The Gemara answers - that when Miriam passed away the wellspring ceased to flow and it was only reinstated in the merit of Moshe. After Aaron passed away the Clouds of Glory were dispersed and were also quickly reinstated in the merit of Moshe. The Gemara explains that since the Jewish people had what was taken from them replaced quickly, albeit in the merit of Moshe, they did not sense the loss of Miriam and Aaron who were their benefactors for close to forty years. It was not until Moshe Rabbeinu passed away and all of these gifts ceased to be that the Jewish people internalized the loss of the "three special shepherds of Israel." Although the Jewish people understood that each of the miracles from which they derived continuous benefit was in the merit of each of these individuals, nevertheless, they had not internalized the reality of the loss until Moshe passed away.

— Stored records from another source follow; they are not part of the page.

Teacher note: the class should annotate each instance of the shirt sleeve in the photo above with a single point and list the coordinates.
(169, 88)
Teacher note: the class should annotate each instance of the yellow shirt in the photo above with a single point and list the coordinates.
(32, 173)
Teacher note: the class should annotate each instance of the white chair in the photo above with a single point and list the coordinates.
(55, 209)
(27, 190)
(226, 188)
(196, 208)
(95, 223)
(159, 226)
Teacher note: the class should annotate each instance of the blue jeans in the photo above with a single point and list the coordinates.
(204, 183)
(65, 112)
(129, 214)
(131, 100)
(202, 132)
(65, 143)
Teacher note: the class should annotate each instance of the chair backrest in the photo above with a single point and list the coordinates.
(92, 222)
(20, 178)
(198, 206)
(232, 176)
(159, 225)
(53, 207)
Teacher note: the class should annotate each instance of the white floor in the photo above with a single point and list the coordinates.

The Torah states, "Vayavou b'nai Yisroel kol haaida midbar tzin (The Children of Israel, the whole assembly, arrived at the Zin Desert...)" The Ohr HaChaim HaKodesh asks - if the Torah tells us that the "B'nai Yisroel (The Children of Israel) arrived at the desert," why is it necessary to say "the whole assembly"? It seems to be totally superfluous. It is understood that if the "Children of Israel" arrived it means the "whole assembly." The Ohr HaChaim answers that the Torah uses a number of appellations when referring to the Jewish people. For example, there are times when the Jewish people are referred to as "am (people)," which is an indication that at that moment they are ordinary or at a failing spiritual level. However when the Torah uses the appellation of "B'nai Yisroel (Children of Israel)," it is to indicate that they are at a special spiritual level. The Ohr HaChaim explains that when the Torah states "B'nai Yisroel...The entire assembly" it is to indicate that when they arrived at the Desert of Zin all of the Jews were at the special level of "B'nai Yisroel."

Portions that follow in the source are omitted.